APAS issues new statements on auditor regulation
Germany's Audit Oversight Body (APAS) has released four new statements clarifying rules for auditing public interest entities and auditor rotation.

Germany's Audit Oversight Body (APAS) has issued a series of new statements that clarify auditing regulations for public interest entities. These statements address key aspects of auditor conduct and regulatory compliance within the German financial market.
The new guidance covers several areas, including the permissible continuation of tax advisory services, the classification of mutual insurance associations as public interest entities, auditor "cooling-off" periods, and the determination of when an entity qualifies as a public interest entity.
Among the statements is an interpretation (Verlautbarung Nr. 13) on transitional rules for tax advisory services, allowing them to continue until the audit report is issued for financial years commencing before January 1, 2022, provided the services clearly relate to those prior years.
Furthermore, a clarification (Verlautbarung Nr. 14) addresses when mutual insurance associations (VVaG) are not considered public interest entities (PIE) under German law, referencing Solvency II Directive provisions.

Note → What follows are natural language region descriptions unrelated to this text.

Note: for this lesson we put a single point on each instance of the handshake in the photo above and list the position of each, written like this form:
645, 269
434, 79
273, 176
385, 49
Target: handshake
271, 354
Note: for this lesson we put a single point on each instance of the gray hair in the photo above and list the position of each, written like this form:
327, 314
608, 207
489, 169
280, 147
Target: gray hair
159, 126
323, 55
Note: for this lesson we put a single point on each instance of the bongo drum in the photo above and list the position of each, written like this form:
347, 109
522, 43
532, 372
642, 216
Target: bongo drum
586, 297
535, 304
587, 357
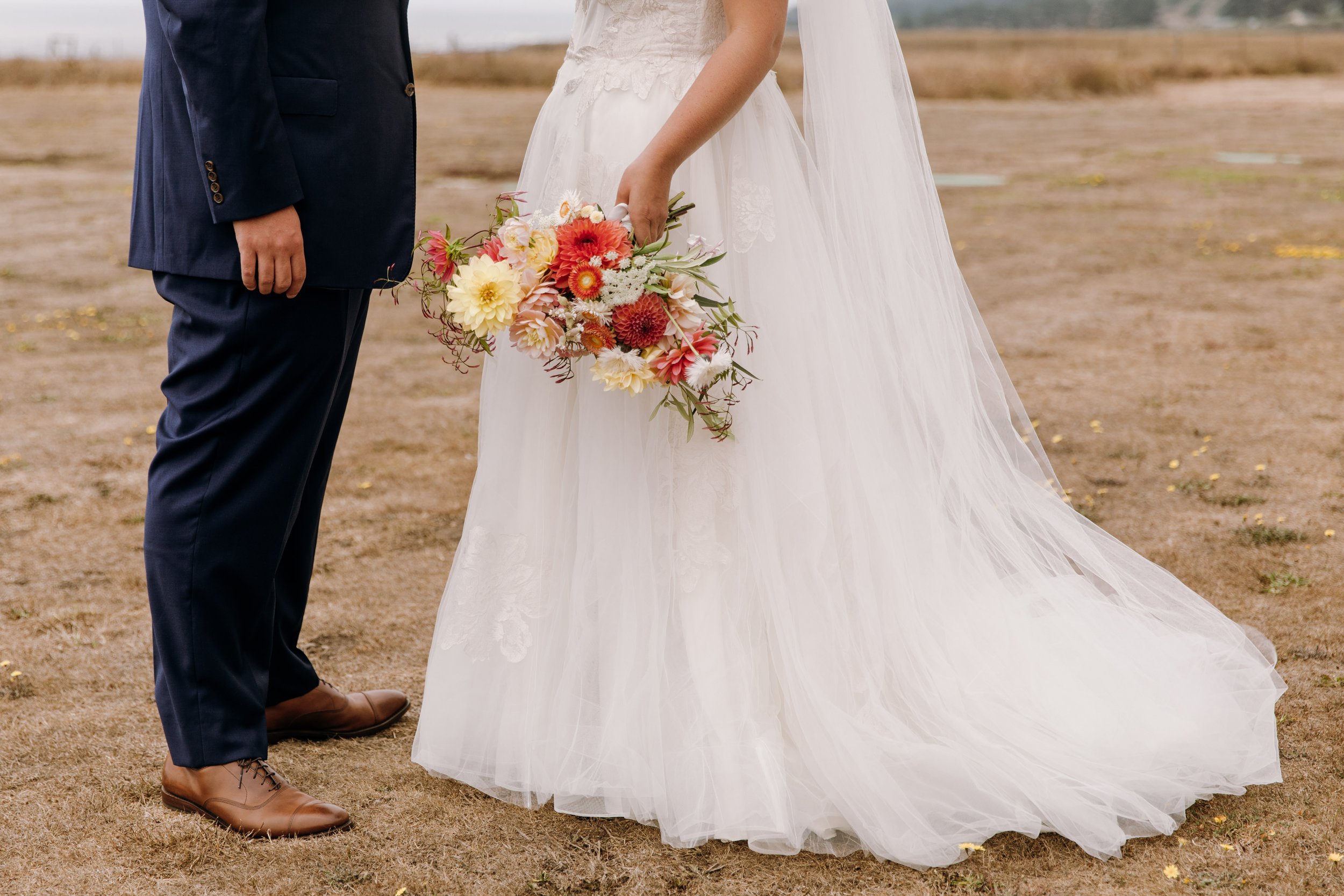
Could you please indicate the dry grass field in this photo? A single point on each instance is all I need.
(944, 65)
(1155, 305)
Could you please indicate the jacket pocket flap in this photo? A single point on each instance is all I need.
(305, 96)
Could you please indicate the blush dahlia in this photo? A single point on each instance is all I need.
(641, 323)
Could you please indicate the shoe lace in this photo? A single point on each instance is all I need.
(259, 769)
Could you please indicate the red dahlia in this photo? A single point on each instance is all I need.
(581, 241)
(641, 323)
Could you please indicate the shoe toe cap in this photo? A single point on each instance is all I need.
(386, 703)
(316, 817)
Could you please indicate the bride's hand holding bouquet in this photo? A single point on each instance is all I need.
(576, 283)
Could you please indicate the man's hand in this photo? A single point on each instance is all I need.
(272, 253)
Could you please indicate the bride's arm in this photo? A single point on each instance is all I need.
(746, 55)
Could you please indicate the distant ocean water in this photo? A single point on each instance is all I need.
(41, 28)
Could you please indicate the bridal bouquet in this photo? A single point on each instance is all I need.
(571, 284)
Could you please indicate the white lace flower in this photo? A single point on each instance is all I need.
(705, 370)
(515, 237)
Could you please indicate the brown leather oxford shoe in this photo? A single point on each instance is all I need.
(252, 798)
(327, 712)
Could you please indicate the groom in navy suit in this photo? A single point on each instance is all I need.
(275, 189)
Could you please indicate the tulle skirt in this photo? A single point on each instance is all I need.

APAS also provided clarification on auditor rotation rules (Verlautbarung Nr. 15), stating that deliberate interruptions to circumvent the ten-year maximum tenure are impermissible and confirming the four-year "cooling-off" period requirement.
Finally, guidance (Verlautbarung Nr. 16) confirms that an entity's status as a public interest entity is assessed on its balance sheet date, and the calculation of the audit tenure begins in the year the entity became a PIE.